Al oeste del Llobregat
Aunque ya han pasado unos días de los hechos, no me quito las ganas de escribir algo sobre el tema. Porque la cosa fue y es importante, no sólo por razones electorales, sino muy especialmente por motivos personales. No recuerdo la última vez que me sentí orgulloso de ser de Martorell (o Martoré, como prefieran). Ni la construcción de la autovía, ni la destrucción de viviendas por las obras del AVE. Ni siquiera las victorias del fútbol sala conseguían darme frío ni calor. Pero el miércoles pasado la cosa cambió.
Es un tópico que la democracia no es sólo ir a votar cada cuatro años, que se hace día a día, y que los gestos tienen mucha importancia. Cuando un partido, caso del PP, se pasa de frenada constantemente, la sociedad lo acusa. No es normal que hagan cuñas publicitarias sobre el Estatut en Andalucía, no es normal que nieguen el más mínimo agravio comparativo (ni que sea para justificarlo) entre la presión fiscal catalana y la del resto del estado. No es normal que traten a todo lo que suene a catalán de retrógrado y paraterrorista. Y lo más grave, no es normal que mientan sobre la muerte de 191 personas, y luego no dimita ni el conserje de Génova, mientras los cabecillas siguen dos años después exactamente igual que lo estaban el 12 de marzo, buscando con magia negra la forma de echar atrás el tiempo hasta ese día.
Los políticos más que nadie deberían saber lo que pasa cuando dices según que cosas. Por mucho que quieras matizar tus mensajes, los medios de comunicación los generalizan, y ahí está la función del político de saber cuándo hablar y cuándo callarse aunque sepa que tenga razón. Cuando el PP habla de Catalunya en sus mítins de Cartagena, Badajoz o Salamanca, no sabe o no quiere hacer diferencias, y así hablamos del “problema catalán”, olvidando que catalanes somos todos, desde Rubianes hasta Sardà, pasando por las putas del Camp Nou, e incluyendo a los del Partit de la Ciutadania, que mal que les sepa también son catalanes.

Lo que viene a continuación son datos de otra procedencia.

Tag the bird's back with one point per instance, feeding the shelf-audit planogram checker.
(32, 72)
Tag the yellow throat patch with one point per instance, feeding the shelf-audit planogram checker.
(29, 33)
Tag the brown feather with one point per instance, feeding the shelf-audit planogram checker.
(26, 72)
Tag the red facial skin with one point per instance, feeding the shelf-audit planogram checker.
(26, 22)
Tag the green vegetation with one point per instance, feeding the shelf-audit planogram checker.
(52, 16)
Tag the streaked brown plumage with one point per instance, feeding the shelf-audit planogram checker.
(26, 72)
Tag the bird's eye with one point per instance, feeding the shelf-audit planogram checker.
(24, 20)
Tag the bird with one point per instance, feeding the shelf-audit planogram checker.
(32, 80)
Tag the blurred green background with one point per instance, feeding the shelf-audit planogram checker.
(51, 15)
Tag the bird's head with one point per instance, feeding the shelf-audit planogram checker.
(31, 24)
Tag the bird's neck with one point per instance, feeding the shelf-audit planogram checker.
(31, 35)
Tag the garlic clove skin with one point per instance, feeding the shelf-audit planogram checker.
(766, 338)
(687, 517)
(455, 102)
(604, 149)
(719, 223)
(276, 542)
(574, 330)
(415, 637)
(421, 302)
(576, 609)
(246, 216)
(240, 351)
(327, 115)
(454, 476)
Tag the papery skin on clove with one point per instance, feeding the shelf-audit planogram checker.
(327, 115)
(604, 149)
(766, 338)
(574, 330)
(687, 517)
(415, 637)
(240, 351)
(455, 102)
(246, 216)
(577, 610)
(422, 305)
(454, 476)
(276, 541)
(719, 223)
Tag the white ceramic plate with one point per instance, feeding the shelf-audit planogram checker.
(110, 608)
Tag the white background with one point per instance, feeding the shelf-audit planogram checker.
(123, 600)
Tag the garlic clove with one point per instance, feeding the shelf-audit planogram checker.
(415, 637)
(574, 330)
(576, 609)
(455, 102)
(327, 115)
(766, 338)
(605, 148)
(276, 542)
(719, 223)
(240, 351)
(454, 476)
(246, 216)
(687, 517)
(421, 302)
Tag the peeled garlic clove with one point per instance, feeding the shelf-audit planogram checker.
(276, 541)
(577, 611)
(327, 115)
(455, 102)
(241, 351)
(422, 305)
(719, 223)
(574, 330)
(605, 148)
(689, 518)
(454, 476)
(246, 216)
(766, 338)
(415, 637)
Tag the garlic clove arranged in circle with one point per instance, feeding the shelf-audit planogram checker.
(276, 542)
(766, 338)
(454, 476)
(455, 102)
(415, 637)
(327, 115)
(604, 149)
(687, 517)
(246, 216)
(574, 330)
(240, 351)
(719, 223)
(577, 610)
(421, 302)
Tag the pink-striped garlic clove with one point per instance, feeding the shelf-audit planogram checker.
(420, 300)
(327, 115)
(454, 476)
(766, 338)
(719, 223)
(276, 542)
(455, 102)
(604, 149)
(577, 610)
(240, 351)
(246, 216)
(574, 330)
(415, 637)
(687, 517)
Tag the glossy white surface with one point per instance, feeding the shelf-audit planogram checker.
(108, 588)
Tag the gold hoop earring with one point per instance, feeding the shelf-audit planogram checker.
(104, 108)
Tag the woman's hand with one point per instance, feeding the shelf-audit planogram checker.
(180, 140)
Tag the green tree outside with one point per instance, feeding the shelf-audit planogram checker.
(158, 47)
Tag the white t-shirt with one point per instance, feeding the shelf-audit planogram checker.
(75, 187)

El gran órdago viene con lo del estatut, en que oímos hablar constantemente de la “Catalunya insolidaria” para ver a continuación cómo las autonomías del PP superan por la derecha la propuesta catalana, pidiendo más pasta y más competencias sin dejar de soltar el discursillo de marras.
Y llega el día en que te enteras que el señor “Catalunya insolidaria”, que no ha rectificado ni una coma de sus declaraciones, viene a tu pueblo, a tu terruño, por donde te paseas en chándal todos los días, y te entran las ganas de decirles algo. Como sabes que no te van a hacer caso (sería la primera vez) observas su comportamiento: recuerdas que, en el cine, emiten spots del PP que te tienes que tragar so pena de incordiar a toda la fila para salir de la sala 2 minutos y volver. Y piensas, “voy a hacer lo mismo”: te pones por donde sabes que tiene que pasar el señor Acebes, y esperas a que llegue para decirle en 10 segundos lo que piensas de él y por dónde se puede meter eso de que un servidor (que es catalán) es un insolidario.
Llegan dos autobuses repletos de jubilados que ocupan su lugar en el auditorio, junto a una veintena de martorellenses que también acuden. En esas que aparece una gente con unas pancartas y se planta tranquilamente delante del Centro Cultural a gritar contra la presencia de Acebes en el pueblo. ¿Qué hacen los del PP? Intentan arrancarles las pancartas sin aviso previo, los manifestantes tiran de la pancarta para que no se la arrebaten, y el hombre que quería quedársela cae al suelo. Cuando llega Acebes la protesta continúa, y un miembro de la comitiva pepera agrede a un manifestante. Como respuesta, alguien lanza una botella de agua de 33 cl., vacía para más señas, que va a estrellarse contra el suelo sin tocar a nadie.
Y aquí finalizan las agresiones, la violencia, el terrorismo y el presunto fascismo de los manifestantes. Ahora el que comienza es el del PP, que llama a todos los medios de comunicación para rasgarse las vestiduras por un nuevo crimen, por el segundo asesinato de Cánovas. Sólo les falta comparar lo de Martorell con lo de su añorado Carrero Blanco, y pedir pena de muerte para los manifestantes.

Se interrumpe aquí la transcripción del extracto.